M. G. : La bouffe. Le fait de pouvoir me laver. Aujourd’hui, je mets un point d’honneur à me frotter jusqu’au bout des ongles. Je peux utiliser 20 litres d’eau en une douche, tellement ça m’a manqué. Mais s’il faut ouvrir sa valise pour faire comprendre aux gens… J’ai été à la rue avec ma petite sœur de mes 7 à mes 17 ans. Le matin, à 8 heures, ma mère nous foutait dehors, en nous demandant de nous débrouiller. J’étais inscrite à l’école, mais n’y allais pas. Comment faire sans crayon ni cahier ? Elle nous récupérait quand bon lui chantait, vers 23 heures, souvent. On était débrouillardes, on trouvait trois sous en portant les courses des gens ou en nettoyant les tombes à l’approche de la Toussaint. On peut dire que j’ai élevé ma sœur et que ma vraie vie a commencé à la mort de ma mère, à 17 ans.
Mais tu sais, ce qu’il faut dire aussi, c’est qu’on ne transpose pas sa misère sur ses propres enfants. J’ai tellement d’amour pour mes enfants et mes petits-enfants, ils m’ont offert une si belle vie… Je continue à faire les marchés pour vendre mes compositions florales. Comme ça, je pourrai les gâter à Noël ! J’ai beau faire des tournages, les gens, ils attendent le stand de Marianne et ses couronnes de fleurs.
![Marianne Garcia : « Je crois en l’homme. L’homme est imparfait, mais on peut le changer » 3 071118©ED Causette 068](https://www.causette.fr/wp-content/uploads/2022/04/071118©ED_Causette_068-682x1024.jpg)
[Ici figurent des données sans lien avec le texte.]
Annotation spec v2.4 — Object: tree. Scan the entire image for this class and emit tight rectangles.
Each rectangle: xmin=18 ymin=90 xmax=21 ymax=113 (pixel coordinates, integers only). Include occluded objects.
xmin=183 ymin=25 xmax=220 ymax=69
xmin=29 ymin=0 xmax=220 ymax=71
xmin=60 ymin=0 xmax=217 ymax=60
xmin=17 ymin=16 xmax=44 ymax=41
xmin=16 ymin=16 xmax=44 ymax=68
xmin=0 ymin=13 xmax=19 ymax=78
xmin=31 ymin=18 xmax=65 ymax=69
C. M. : Ton prochain film, c’est quoi ?
M. G. : Demain, je fais une figuration dans un Desplechin ! Dans une église, ça va bien m’aller, ça. J’ai fait trente-deux ans de bénévolat à Lourdes !
C. M. : T’étais bénévole à Lourdes, ti ? Mais t’es croyante, ti ?
M. G. : Un p’tit betch [un petit peu, ndlr]. Je crois en l’homme. L’homme est imparfait, mais on peut le changer.